As-tu un message à faire passer à toutes ces jeunes filles qui ont peur de s’accepter ?
Comme je le disais, la sexualité est une des choses les plus intimes qui soit, et personne ne peut décider d’aimer une fille ou un garçon. C’est comme ça, ça arrive sans prévenir, et on ne peut rien y faire. Rien, à part s’accepter. Parce que cela non plus personne ne le fera pour vous. On a beau essayer de se convaincre du contraire, les sentiments se moquent de la raison, alors autant les accueillir comme il se doit. Dans notre société, l’amour est une chose que l’on met en valeur. Il est très attendu. Or, l’homosexualité c’est avant tout de l’amour, autant le mettre en avant. Même si certains jours, il est difficile de devoir faire face aux obstacles, accepter d’aimer et d’être aimé en retour, c’est la chose la plus réconfortante qu’il soit. Et pour pouvoir aimer, c’est bien connu, il faut s’aimer dans un premier temps.

Aujourd’hui est-ce que cela t’arrive de te faire agresser ou critiquer pour ton orientation sexuelle ? 
Lorsque j’étais encore au collège, et que les autres élèves l’ont appris, j’ai subi beaucoup de remarques, et de discrimination, allant jusqu’à devoir me changer seule dans les vestiaires. Mais j’avais du répondant, et je n’ai jamais laissé un élève me persécuter bien longtemps. Depuis que je suis au lycée à Besançon, je n’ai plus vraiment subi de critiques par rapport à mon orientation, parce que c’est quelque chose de vraiment accepté là-bas. Mais il reste, tout de même, quelques remarques blessantes, lancées par des personnes plus ou moins proches, qui le font parfois exprès. C’est assez dur de se dire que l’on n’est pas acceptée pour quelque chose que l’on ne contrôle pas, mais en France, j’ai déjà moins de chance de me faire tuer pour ça. Alors autant essuyer quelques remarques plutôt que de ne pas profiter de cette chance, de pouvoir aimer au grand jour. 

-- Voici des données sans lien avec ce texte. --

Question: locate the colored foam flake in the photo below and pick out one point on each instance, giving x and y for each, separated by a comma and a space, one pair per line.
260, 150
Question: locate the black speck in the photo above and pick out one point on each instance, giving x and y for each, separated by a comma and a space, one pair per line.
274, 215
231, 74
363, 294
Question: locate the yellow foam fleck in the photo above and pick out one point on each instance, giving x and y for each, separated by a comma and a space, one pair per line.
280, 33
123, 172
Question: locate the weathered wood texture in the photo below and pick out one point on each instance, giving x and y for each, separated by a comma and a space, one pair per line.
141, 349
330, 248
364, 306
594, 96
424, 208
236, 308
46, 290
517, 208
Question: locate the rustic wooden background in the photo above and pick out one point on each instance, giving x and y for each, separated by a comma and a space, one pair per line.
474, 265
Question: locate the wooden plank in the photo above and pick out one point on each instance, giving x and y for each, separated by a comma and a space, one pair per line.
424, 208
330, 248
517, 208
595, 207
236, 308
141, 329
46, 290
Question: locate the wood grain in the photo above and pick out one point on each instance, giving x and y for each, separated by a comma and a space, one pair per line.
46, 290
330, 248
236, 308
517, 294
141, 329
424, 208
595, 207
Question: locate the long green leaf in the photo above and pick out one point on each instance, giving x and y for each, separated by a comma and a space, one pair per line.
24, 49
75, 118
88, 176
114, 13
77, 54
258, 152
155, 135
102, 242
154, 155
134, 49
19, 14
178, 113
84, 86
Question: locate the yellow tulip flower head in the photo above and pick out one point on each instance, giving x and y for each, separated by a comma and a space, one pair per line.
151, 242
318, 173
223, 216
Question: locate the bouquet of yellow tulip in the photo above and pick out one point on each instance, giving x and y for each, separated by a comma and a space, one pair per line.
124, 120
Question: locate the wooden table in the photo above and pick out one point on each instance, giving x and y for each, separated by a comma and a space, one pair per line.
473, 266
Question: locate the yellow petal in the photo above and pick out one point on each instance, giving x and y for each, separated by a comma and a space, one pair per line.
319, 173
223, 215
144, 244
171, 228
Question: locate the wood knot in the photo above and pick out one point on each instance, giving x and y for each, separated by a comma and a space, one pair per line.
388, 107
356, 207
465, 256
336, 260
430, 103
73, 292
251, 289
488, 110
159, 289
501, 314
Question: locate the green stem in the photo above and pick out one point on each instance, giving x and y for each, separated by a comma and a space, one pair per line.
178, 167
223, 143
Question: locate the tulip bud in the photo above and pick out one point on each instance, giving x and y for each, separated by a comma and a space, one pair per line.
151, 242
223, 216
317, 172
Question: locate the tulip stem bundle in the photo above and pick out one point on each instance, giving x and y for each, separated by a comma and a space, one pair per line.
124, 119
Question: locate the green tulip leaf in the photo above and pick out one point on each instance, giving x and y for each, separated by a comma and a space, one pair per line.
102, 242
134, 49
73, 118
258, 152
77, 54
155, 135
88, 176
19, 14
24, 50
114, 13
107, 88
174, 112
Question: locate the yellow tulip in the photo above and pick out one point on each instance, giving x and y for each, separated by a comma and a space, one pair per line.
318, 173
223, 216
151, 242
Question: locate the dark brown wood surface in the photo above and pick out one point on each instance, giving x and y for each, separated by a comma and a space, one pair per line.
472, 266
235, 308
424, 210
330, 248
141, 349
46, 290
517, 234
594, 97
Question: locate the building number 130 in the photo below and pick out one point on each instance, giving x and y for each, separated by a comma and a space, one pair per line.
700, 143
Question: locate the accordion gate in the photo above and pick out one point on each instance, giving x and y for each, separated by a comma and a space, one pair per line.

« Personne ne choisirait de faire parti d’une minorité qui reste aujourd’hui encore, harcelée »


Que réponds-tu aux personnes qui te font des remarques blessantes ? 
La plupart du temps je préfère les ignorer car je n’ai pas vraiment de temps à perdre pour ce genre d’inepties. Mais si quelque chose me choque, ou me heurte, je ne vais pas hésiter à répondre. Souvent, le plus calmement possible, afin de faire comprendre à la personne qu’elle a tord. Cependant, si les propos sont vraiment choquants, j’essaie de dire quelque chose d’encore plus extrême, bien entendu, ironiquement, afin que l’on comprenne la violence de ces propos. Il faut garder à l’esprit que les critiques proviennent principalement de personnes ayant peur de l’homosexualité, peu informé sur sa réelle nature: une sexualité et rien d’autre. Alors il vaut mieux ouvrir le dialogue que sortir les armes et se braquer. Mon argument favori face aux personnes pensant que ceci provient de notre volonté est de rappeler que personne ne choisirait de faire parti d’une minorité qui reste aujourd’hui encore, harcelée. 

Propos recueillis par Chloé Ferreux.